Abstract
Background: Tuberculosis is a serious health issue causing substantial morbidity and mortality worldwide. An estimated 10.6 million people developed tuberculosis disease in 2021, and 1.6 million people died. Collectively, India and South Africa accounted for 31% of cases and 36% of deaths globally. Novel vaccines or vaccination strategies will likely be key to eliminate the burden of tuberculosis. M72/AS01E and BCG-revaccination of adolescents/adults have both recently completed Phase IIb trials, and vaccine developers and implementers require estimates of their likely health and economic impact. We estimated the potential cost and cost-effectiveness of vaccination with BCG-revaccination and M72/AS01E vaccines in India and South Africa and investigated the impact of variation in delivery strategies and vaccine profile.
Methods: We developed separate age-stratified compartmental tuberculosis models for India and South Africa and calibrated to country-specific epidemiologic data to simulate current trends to 2050 assuming no-new-vaccine introduction. We simulated vaccines with characteristics informed by clinical trial data; a Basecase M72/AS01E vaccine with 50% prevention of disease efficacy with 10-years average protection, efficacious with any infection status at vaccination introduced in 2030 routinely to age 15 (80% coverage) and as a campaign for ages 16-34 (70% coverage, repeat campaign in 2040) with two doses at $2.5 USD per dose, and a Basecase BCG-revaccination vaccine with 45% prevention of infection efficacy with 10-years average protection, and efficacious with no current infection at time of vaccination introduced in 2025 routinely to age 10 (80% coverage) and as a campaign for ages 11-18 (80% coverage) with repeat campaigns in 2035 and 2045 with one dose at $0.17 per dose. We varied product and implementation characteristics univariately to explore uncertainty in vaccine profile and decisions regarding delivery.

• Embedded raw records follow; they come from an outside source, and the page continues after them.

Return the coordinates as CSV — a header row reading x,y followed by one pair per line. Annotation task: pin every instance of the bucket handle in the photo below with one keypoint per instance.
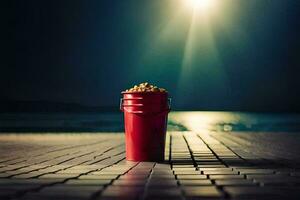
x,y
122,108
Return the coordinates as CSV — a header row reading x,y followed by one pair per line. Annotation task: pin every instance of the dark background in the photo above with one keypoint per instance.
x,y
60,55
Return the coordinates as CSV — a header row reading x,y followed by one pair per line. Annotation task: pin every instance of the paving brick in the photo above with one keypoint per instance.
x,y
88,182
64,176
234,182
202,192
193,176
195,182
226,177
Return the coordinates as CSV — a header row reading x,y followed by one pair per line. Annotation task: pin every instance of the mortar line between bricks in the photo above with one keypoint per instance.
x,y
98,194
143,197
111,148
228,148
175,176
170,151
226,195
190,151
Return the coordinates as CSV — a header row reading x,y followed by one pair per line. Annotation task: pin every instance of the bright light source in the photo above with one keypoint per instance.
x,y
200,4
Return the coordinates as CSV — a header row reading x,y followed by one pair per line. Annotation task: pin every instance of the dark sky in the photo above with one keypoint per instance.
x,y
88,51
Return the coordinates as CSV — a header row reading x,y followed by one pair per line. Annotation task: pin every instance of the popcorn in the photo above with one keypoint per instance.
x,y
145,87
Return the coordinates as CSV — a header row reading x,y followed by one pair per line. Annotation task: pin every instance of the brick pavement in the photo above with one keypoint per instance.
x,y
205,165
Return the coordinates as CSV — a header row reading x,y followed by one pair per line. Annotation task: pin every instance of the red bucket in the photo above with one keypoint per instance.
x,y
146,116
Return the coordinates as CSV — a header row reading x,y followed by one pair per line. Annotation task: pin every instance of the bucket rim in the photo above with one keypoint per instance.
x,y
158,92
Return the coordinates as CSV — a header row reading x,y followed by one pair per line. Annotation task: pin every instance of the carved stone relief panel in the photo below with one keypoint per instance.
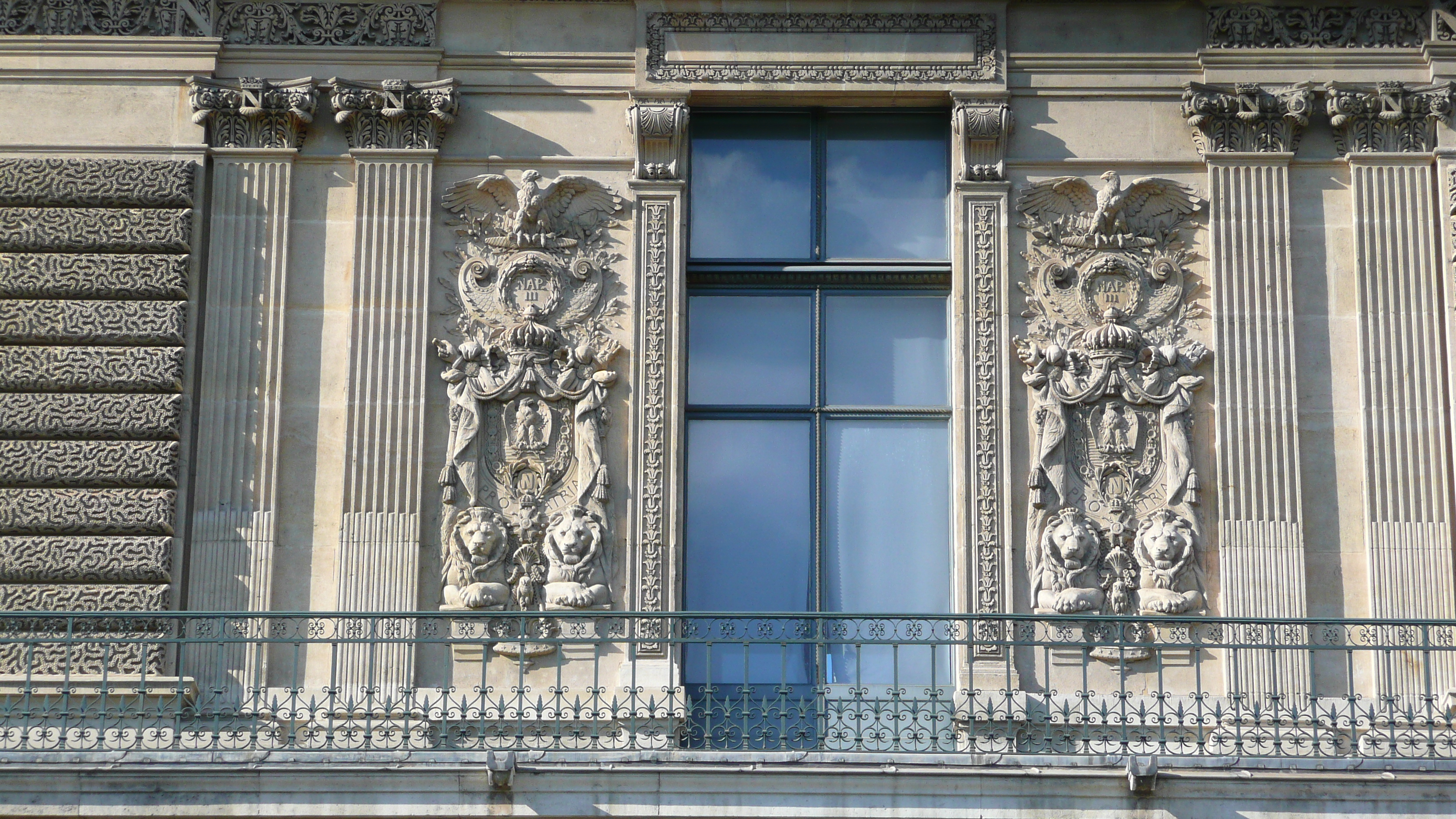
x,y
254,113
1113,519
1254,25
94,285
526,487
1247,117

We calculated incremental costs for each vaccine scenario compared to the no-new-vaccine baseline from the health system perspective. We calculated disability-adjusted life years (DALYs) as well as budget impact and cost-effectiveness outcomes such as incremental cost per DALY averted.
Results: In both India and South Africa, M72/AS01E vaccines were predicted to avert more tuberculosis cases and deaths by 2050 compared to BCG-revaccination scenarios. Both M72/AS01E and BCG-revaccination scenarios are likely to be highly cost-effective in both countries. Due to the higher assumed cost-per-dose ($2.5 vs $0.17) and requiring two doses per course, M72/AS01E vaccines were estimated to be around four times more expensive and have cost-effectiveness ratios around three to seven times greater than BCG-revaccination in both countries, but nearly all scenarios were cost-effective at the lowest threshold. Both vaccines are likely to have lower cost-effectiveness ratios in South Africa compared to India due to the higher tuberculosis burden, and vaccine roll out was likely 20 times more expensive per year in India due to population size.
Implications: Novel tuberculosis vaccines with characteristics similar to BCG-revaccination and M72/AS01E are likely to be highly cost-effective in both India and South Africa and have the potential to have a substantial positive impact on the tuberculosis burden in both countries.